This post builds on the research article “The Emergence of Indigeneity: Public Intellectuals and an Indigenous Space in Southwest China,” which was published in the May 2010 issue of the Society’s peer-reviewed journal, Cultural Anthropology.
Cultural Anthropology has published many essays on China, including Shao Jing’s “Fluid Labor and Blood Money: The Economy of HIV/AIDS in Rural Central China” (2006); Judith Farquhar and Quicheng Zhang’s “Biopolitical Beijing: Pleasure, Sovereignty, and Self-Cultivation in China's Capital” (2005); Pun Ngai’s “Subsumption or Consumption? The Phantom of Consumer Revolution in "Globalizing" China” (2003), and Yan Hairong’s “Neoliberal Governmentality and Neohumanism: Organizing Suzhi/Value Flow through Labor Recruitment Networks” (2003).

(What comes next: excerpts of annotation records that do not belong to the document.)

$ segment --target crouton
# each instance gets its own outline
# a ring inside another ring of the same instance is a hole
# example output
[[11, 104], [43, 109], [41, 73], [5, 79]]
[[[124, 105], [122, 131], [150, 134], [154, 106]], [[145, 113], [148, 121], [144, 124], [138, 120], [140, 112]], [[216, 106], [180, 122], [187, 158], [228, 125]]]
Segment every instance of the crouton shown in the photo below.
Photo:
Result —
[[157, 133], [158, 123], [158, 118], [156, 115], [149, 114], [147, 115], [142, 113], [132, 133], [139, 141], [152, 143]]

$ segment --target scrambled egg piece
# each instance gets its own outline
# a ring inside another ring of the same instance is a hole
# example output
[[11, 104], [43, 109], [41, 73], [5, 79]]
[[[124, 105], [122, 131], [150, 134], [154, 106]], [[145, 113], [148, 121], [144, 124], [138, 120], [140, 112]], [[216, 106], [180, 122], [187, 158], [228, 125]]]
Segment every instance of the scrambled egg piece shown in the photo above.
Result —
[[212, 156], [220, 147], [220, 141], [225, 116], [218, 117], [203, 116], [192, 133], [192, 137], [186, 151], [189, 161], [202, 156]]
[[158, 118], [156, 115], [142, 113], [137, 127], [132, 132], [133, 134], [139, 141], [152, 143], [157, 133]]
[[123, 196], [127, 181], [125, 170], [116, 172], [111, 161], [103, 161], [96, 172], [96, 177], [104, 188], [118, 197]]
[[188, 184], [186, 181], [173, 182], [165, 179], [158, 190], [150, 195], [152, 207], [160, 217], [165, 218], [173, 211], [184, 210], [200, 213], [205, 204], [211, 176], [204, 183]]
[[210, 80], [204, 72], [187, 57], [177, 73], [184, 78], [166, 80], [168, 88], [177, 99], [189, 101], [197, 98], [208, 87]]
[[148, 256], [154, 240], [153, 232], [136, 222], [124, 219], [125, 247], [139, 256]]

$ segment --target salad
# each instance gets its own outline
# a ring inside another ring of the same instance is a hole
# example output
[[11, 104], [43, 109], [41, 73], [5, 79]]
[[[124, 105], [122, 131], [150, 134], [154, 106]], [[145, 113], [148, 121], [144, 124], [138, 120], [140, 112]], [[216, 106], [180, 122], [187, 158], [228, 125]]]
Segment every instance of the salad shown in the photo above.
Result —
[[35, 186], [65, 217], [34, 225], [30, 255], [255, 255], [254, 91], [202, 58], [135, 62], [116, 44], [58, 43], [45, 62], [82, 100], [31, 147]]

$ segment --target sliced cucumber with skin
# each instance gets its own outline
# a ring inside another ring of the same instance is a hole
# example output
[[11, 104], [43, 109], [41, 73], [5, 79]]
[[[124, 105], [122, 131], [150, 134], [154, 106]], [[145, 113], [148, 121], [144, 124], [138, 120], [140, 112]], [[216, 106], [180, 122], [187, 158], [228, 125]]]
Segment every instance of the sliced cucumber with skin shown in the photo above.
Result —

Cultural Anthropology has also published many essays that examine how indigenous knowledge has been constructed and validated. See, for example, Suzana Sawyer’s “Bobbittizing Texaco: Dis-Membering Corporate Capital and Re-Membering the Nation in Ecuador” (2002); Stephen B. Brush’s “Bioprospecting the Public Domain” (1999); Patricia Pierce Erikson’s “A-Whaling We Will Go: Encounters of Knowledge and Memory at the Makah Cultural and Research Center” (1999); and Charles V. Carnegie’s “The Dundus and the Nation” (1996).
In the May 2010 issue of Cultural Anthropology, Michael Hathaway explores the politics of indigeneity in China, tracking "indigenous" articulations and transformations through environmentalism. In "The Emergence of Indigeneity: Public Intellectuals and an Indigenous Space in Southwest China" Hathaway analyzes the shifting ways that minority and subaltern communities are configured as "indigeneity" is overtly and strategically produced rather than transmitted as a legacy. Hathaway puts forward the concept of "indigenous space" to provoke thinking about the conditions and work behind the emergence of indigeneity as an efficacious category in a given context. Such space can be created by locally focused scholars and activists of the sort Hathaway describes because they are able to draw on conceptual, political, and economic resources from the international sphere. Local work—on how particular agricultural practices are understood, for example—must be done and authoritatively represented to forge connections with international idioms and valuations. Fostering an indigenous space, he insists, "is neither a top-down imposition of a foreign social category not a spontaneous bottom-up social movement. Rather, it works mainly in an intermediate space." Indigenous space is achieved and not ascribed, Hathaway shows, and a key task of critical scholarship is to track its continuing emergence.
"The concept of indigenous space allows us to go beyond legalist approaches of using particular criteria (such as genetics, or sociocultural and linguistic markers) to judge whether a certain group qualifies as indigenous. The rubric of emergence refuses to naturalize the concept, and instead encourages us to explore how different groups, in relationship to each other, invent, elaborate, and use this category. Whereas much scholarship on indigeneity has revealed the struggles and the success of various indigenous movements, it has paid less attention to the work that makes the concept of the indigenous salient, especially in places with less public and state sympathy, or the places where, despite great efforts, it has failed to gain a foothold."